No recurrence of retinal detachment has occurred in the early postoperative period in this study because flattening of the retina and good visualization during surgery permitted accurate localization of the retinal breaks, proper placement of the buckle and avoid excessive cryotherapy. Late recurrence of retinal detachment occurred in two eyes (3.9%) during the third and fifth postoperative months and was due to development of PVR and reopening of the retinal tear. Both were treated with vitrectomy and intravitreal gas injection. The presence of scleral buckle in such cases is expected to add to the success of the vitrectomy procedure. A study compared the results of vitrectomy with and without encircling buckle for superior RRD had reported an initial success rate 100% in the former and 86.3% in the latter group, ⁶ indicating that adding encircling buckle increases the success rate of vitrectomy for such cases. The incidence of postoperative PVR has been reported to be 8–20% in eyes undergoing vitrectomy and 5–10% in eyes undergoing scleral buckling,^5,18–20 while in this study, it was 3.9% over a year.

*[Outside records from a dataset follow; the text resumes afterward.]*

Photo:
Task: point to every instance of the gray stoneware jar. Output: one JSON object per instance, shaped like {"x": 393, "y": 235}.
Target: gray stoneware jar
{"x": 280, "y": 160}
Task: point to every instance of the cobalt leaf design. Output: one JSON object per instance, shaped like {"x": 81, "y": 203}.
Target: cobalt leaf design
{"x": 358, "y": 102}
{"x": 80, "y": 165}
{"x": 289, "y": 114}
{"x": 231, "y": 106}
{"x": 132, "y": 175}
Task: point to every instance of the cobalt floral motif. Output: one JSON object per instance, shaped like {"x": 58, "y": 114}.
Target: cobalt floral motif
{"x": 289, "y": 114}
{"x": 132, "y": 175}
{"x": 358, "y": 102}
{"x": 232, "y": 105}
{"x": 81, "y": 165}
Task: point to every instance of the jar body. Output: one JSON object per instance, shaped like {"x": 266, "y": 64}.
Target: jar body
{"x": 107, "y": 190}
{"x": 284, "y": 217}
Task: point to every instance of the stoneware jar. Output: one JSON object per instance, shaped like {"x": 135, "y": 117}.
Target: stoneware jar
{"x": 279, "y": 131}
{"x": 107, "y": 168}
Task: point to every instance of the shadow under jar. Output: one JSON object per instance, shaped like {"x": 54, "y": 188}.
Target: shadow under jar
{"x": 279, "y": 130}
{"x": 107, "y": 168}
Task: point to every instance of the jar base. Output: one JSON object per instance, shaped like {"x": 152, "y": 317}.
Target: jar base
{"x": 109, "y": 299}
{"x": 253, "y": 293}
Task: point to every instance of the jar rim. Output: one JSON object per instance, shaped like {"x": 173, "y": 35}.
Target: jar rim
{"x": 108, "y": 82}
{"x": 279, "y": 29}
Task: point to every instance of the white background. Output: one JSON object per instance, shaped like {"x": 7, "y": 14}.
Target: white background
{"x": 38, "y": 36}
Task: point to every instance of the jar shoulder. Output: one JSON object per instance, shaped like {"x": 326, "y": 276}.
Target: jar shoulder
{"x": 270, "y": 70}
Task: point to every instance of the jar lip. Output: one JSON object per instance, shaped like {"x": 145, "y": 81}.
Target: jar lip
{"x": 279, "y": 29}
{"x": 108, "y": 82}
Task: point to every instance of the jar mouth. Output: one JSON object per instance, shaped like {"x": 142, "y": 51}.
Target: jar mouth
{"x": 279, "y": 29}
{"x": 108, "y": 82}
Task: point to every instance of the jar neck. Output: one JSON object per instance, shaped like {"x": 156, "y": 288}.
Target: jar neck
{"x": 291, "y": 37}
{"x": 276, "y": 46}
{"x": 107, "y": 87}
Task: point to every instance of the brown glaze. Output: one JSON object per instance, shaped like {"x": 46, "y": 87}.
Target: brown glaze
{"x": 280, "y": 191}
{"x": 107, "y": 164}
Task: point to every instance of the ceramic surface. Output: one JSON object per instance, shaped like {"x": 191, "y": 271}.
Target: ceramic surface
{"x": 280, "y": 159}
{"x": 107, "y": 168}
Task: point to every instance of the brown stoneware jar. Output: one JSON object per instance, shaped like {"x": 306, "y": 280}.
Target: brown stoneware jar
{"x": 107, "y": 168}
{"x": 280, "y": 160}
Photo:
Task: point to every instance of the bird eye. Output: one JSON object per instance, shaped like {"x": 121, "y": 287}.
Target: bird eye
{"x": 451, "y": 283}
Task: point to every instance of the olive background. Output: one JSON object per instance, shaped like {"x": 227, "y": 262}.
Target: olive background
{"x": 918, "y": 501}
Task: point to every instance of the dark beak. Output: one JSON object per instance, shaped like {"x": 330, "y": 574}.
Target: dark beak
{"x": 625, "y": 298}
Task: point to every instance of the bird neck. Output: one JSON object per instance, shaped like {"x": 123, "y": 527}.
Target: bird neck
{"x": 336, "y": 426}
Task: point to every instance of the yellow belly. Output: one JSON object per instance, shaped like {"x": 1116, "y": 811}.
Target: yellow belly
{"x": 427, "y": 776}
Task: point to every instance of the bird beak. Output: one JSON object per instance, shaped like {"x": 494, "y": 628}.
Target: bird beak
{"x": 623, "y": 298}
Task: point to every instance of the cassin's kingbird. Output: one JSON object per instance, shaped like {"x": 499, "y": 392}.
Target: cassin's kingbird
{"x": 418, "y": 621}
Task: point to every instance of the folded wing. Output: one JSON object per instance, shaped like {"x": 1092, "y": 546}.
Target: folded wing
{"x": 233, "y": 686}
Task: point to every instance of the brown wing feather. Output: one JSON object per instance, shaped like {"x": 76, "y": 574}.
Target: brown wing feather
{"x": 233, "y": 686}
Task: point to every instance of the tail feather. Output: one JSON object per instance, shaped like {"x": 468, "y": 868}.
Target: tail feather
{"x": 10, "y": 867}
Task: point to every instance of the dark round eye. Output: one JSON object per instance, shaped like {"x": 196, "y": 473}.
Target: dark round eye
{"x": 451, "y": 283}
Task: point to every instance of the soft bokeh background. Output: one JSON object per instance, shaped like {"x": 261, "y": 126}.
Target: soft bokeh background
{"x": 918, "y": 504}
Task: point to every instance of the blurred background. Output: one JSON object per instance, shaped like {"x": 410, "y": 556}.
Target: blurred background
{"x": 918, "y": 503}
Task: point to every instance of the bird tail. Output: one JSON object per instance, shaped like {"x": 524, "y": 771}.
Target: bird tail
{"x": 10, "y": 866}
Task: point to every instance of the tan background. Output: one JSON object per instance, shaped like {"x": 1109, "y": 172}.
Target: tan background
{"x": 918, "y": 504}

This may be because eyes included in this study had uncomplicated RRD, the duration of detachment was less than 1 month and no excessive cryotherapy was used.

In conclusion, DFCE technique is a safe one-stage surgery that could be effectively used in young adults for treatment of uncomplicated superior bullous RRD in which there is no PVR grade B or more and the retinal break(s) is not large. It is especially beneficial for young myopic patients with clear lens, who are liable to iatrogenic retinal tear and cataract if treated with vitrectomy. DFCE provides good visualization during surgery, and this allows accurate localization of all retinal breaks, proper placement of a relatively low buckle, and precise application of cryotherapy to all margins of the retinal break(s). It is an economic technique with a lower cost than vitrectomy and could be of great benefit especially in developing countries.